Changes in the validation of UTF-8

All UTF-8 encoding functionality (including the escape sequence '\u') accepts all values from the original UTF-8 specification (with sequences of up to six bytes). By default, the decoding functions in the UTF-8 library do not accept invalid Unicode code points, such as surrogates. A new parameter 'nonstrict' makes them accept all code points up to (2^31)-1, as in the original UTF-8 specification.

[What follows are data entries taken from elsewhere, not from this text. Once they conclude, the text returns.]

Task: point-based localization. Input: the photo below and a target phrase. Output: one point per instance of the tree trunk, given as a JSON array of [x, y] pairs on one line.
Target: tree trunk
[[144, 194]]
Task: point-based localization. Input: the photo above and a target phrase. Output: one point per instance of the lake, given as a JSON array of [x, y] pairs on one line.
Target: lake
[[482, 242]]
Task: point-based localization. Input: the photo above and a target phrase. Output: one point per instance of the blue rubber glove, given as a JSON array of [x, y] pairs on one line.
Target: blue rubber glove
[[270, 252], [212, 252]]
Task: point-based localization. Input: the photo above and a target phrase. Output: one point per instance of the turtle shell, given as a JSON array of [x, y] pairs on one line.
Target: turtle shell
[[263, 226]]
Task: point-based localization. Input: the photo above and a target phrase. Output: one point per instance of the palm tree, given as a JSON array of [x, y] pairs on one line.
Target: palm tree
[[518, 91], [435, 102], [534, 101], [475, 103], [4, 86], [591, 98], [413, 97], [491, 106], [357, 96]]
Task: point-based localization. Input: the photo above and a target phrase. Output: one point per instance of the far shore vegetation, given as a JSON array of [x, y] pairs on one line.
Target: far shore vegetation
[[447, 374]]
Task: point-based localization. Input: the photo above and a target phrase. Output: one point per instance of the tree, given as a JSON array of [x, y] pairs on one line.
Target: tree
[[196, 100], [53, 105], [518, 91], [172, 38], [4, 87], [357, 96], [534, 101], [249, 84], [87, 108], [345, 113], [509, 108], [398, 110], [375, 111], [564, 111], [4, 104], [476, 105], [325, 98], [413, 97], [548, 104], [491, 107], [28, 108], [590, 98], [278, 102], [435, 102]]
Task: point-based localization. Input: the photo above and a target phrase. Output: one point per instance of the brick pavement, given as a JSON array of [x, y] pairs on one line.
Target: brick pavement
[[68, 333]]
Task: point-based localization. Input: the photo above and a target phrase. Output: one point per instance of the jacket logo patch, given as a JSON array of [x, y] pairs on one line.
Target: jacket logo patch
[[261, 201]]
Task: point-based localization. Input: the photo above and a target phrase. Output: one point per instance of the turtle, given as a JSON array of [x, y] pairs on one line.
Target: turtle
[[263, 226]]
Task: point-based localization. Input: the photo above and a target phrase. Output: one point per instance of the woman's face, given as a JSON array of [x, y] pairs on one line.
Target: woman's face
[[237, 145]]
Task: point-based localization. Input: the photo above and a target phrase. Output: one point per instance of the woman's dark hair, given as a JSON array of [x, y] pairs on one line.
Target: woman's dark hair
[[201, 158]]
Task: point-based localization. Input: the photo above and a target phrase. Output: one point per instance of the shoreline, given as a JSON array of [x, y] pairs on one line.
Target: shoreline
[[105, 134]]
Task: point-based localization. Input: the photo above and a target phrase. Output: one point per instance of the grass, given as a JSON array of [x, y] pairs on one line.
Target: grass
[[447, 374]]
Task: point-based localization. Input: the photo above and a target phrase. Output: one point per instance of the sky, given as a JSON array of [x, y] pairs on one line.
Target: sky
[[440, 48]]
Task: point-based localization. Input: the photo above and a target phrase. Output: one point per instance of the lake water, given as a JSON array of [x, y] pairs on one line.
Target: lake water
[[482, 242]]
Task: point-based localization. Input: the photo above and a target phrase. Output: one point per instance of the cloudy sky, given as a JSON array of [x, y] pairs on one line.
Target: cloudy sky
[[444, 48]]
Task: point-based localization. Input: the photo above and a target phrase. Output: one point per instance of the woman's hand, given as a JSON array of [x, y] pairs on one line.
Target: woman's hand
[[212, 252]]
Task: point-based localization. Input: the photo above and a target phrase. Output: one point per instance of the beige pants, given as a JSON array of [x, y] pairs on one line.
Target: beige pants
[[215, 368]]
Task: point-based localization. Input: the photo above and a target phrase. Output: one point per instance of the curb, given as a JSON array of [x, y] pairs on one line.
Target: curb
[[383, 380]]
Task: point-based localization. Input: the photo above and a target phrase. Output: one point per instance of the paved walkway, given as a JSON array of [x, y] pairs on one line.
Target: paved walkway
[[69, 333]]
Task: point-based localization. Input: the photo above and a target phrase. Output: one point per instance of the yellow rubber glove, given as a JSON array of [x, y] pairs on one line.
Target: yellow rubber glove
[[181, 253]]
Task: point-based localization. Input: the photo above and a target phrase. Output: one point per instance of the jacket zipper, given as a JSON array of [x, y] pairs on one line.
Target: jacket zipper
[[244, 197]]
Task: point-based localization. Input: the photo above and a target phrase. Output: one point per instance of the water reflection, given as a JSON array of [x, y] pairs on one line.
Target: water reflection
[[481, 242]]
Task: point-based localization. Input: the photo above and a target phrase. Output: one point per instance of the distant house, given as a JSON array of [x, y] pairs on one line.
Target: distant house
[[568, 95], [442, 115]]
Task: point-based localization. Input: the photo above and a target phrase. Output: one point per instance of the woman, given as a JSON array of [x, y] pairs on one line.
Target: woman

author: Roberto Ierusalimschy <roberto@inf.puc-rio.br> 2019-03-15 13:14:17 -0300
committer: Roberto Ierusalimschy <roberto@inf.puc-rio.br> 2019-03-15 13:14:17 -0300
commit: 1e0c73d5b643707335b06abd2546a83d9439d14c (patch)
tree: b80b7d5e2cfeeef888ddf98fcc6276832134c1bf /manual
parent: 8fa4f1380b9a203bfdf002c2e9e9e13ebb8384c1 (diff)
download: lua-1e0c73d5b643707335b06abd2546a83d9439d14c.tar.gz
lua-1e0c73d5b643707335b06abd2546a83d9439d14c.tar.bz2
lua-1e0c73d5b643707335b06abd2546a83d9439d14c.zip
1 files changed, 39 insertions, 4 deletions
diff --git a/manual/manual.of b/manual/manual.of
index 1e4ca857..8a8ebad5 100644
--- a/manual/manual.of
+++ b/manual/manual.of
@@ -1004,6 +1004,8 @@ the escape sequence @T{\u{@rep{XXX}}}
 (note the mandatory enclosing brackets),
 where @rep{XXX} is a sequence of one or more hexadecimal digits
 representing the character code point.
+This code point can be any value smaller than @M{2@sp{31}}.
+(Lua uses the original UTF-8 specification here.)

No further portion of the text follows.